16,7% des demandes françaises de brevets européens entre 2018 et 2022 ont été effectuées par des femmes. Tel est le résultat d'une étude publiée ce mardi par l'Office européen des Brevets (OEB), consacrée à la part des femmes dans l'invention et l'entreprenariat individuel dans les domaines des sciences, des technologies, de l'ingénierie et des mathématiques. Si la proportion reste encore faible à l'échelle nationale, cela reste au-dessus de la moyenne européenne, qui se situe à 13,8%, toujours selon l'OEB. Il s'agit également d'une légère progression par rapport à la précédente étude couvrant la période 2013-2017, évaluée à 16,4%.
«Bien que les femmes soient de plus en plus présentes au sein des équipes d'inventeurs, elles restent nettement moins susceptibles d'être désignées comme inventrices individuelles, ce qui souligne la persistance d'obstacles structurels», explique l'OEB dans un communiqué publié à quelques jours de la journée internationale de la femme le 8 mars prochain.
Membres d'équipes collaboratives plutôt que sEULES
Lorsqu'elles déposent des brevets, les femmes le font très majoritairement en tant que membres d'équipes collaboratives plutôt que seules. Dans tous les pays européens, les femmes titulaires d'un doctorat impliquées dans des dépôts de brevets sont largement sous-représentées. Un constat d'autant plus surprenant que les femmes sont nombreuses à détenir un doctorat en France.

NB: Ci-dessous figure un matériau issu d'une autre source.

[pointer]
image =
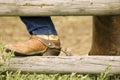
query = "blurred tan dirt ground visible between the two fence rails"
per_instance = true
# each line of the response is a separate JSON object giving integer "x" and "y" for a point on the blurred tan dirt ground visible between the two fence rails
{"x": 75, "y": 32}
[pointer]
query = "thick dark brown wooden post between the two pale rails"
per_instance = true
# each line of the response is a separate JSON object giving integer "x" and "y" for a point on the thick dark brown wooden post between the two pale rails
{"x": 106, "y": 35}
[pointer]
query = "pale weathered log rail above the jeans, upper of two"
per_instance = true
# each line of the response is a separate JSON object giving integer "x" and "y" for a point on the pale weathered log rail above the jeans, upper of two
{"x": 59, "y": 7}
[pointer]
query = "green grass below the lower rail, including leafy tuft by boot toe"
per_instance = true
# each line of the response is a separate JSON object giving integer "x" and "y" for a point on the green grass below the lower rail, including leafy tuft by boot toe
{"x": 5, "y": 75}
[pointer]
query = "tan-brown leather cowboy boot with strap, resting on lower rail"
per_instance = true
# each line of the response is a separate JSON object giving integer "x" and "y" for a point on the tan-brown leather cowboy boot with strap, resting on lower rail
{"x": 35, "y": 46}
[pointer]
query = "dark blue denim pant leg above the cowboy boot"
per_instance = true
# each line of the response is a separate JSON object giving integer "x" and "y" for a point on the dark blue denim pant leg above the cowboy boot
{"x": 39, "y": 25}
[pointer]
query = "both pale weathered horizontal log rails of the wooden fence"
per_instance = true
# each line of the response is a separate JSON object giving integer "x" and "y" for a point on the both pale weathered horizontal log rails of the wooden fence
{"x": 86, "y": 64}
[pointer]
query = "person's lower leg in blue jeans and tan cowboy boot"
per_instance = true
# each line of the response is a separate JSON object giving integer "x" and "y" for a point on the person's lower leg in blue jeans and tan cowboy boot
{"x": 44, "y": 40}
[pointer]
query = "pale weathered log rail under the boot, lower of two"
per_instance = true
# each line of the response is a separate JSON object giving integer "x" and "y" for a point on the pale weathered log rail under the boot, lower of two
{"x": 84, "y": 64}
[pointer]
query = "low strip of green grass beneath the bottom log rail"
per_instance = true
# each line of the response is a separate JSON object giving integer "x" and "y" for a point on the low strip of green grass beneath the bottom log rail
{"x": 73, "y": 76}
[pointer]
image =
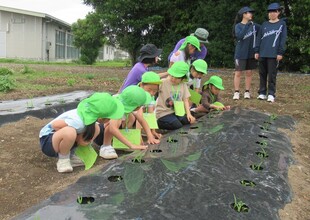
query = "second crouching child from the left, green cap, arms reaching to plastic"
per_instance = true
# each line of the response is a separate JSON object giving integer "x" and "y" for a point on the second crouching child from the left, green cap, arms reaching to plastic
{"x": 133, "y": 97}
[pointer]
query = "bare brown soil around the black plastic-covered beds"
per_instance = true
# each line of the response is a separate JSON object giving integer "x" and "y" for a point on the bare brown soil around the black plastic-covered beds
{"x": 27, "y": 176}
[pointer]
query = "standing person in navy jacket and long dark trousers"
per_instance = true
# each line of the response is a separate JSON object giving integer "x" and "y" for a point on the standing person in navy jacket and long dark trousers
{"x": 269, "y": 51}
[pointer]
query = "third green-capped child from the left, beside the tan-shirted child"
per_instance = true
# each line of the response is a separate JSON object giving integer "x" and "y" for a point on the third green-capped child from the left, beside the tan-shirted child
{"x": 150, "y": 83}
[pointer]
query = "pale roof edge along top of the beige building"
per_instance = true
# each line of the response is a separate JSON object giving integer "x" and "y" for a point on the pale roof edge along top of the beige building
{"x": 35, "y": 14}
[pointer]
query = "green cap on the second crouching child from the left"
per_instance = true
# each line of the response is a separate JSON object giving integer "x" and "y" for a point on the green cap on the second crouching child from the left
{"x": 133, "y": 97}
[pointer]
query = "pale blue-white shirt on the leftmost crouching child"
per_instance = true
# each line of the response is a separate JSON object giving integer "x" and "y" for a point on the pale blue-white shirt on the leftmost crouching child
{"x": 71, "y": 118}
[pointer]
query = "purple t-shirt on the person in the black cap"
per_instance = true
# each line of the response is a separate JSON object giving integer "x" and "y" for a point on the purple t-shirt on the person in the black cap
{"x": 134, "y": 76}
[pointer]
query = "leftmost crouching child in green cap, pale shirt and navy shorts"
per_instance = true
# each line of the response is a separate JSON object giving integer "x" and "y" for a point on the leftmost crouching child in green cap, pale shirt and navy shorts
{"x": 78, "y": 127}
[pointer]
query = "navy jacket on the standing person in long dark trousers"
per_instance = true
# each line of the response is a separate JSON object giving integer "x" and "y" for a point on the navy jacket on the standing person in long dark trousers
{"x": 271, "y": 39}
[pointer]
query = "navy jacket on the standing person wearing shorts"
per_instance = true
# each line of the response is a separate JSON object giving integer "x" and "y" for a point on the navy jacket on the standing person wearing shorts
{"x": 246, "y": 35}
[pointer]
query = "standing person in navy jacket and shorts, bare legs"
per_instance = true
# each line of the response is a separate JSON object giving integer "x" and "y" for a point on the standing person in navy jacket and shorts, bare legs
{"x": 245, "y": 33}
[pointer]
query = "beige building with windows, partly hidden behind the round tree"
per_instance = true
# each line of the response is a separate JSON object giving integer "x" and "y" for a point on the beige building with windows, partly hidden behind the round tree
{"x": 38, "y": 36}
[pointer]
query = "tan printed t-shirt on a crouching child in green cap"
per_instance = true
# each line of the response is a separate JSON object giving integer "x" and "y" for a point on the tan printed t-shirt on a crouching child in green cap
{"x": 167, "y": 94}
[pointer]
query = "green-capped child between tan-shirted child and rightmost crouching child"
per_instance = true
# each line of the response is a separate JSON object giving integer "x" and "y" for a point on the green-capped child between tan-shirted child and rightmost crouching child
{"x": 197, "y": 70}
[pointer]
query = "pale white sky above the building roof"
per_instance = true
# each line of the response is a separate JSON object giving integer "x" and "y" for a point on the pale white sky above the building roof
{"x": 66, "y": 10}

Cette inégalité entre les deux sexes est particulièrement visible lorsqu'il faut passer de la recherche à la commercialisation des inventions, où les hommes sont largement majoritaires. Ainsi, sur 100 fondateurs de start-up ayant déposé des brevets européens en France, un peu plus de 10 sont des femmes, avec un pourcentage de seulement 10,2%.
Si des progrès sont réalisés au fil des années, il reste encore du chemin à parcourir pour que les femmes soient mieux représentées dans le dépôt de brevets européens.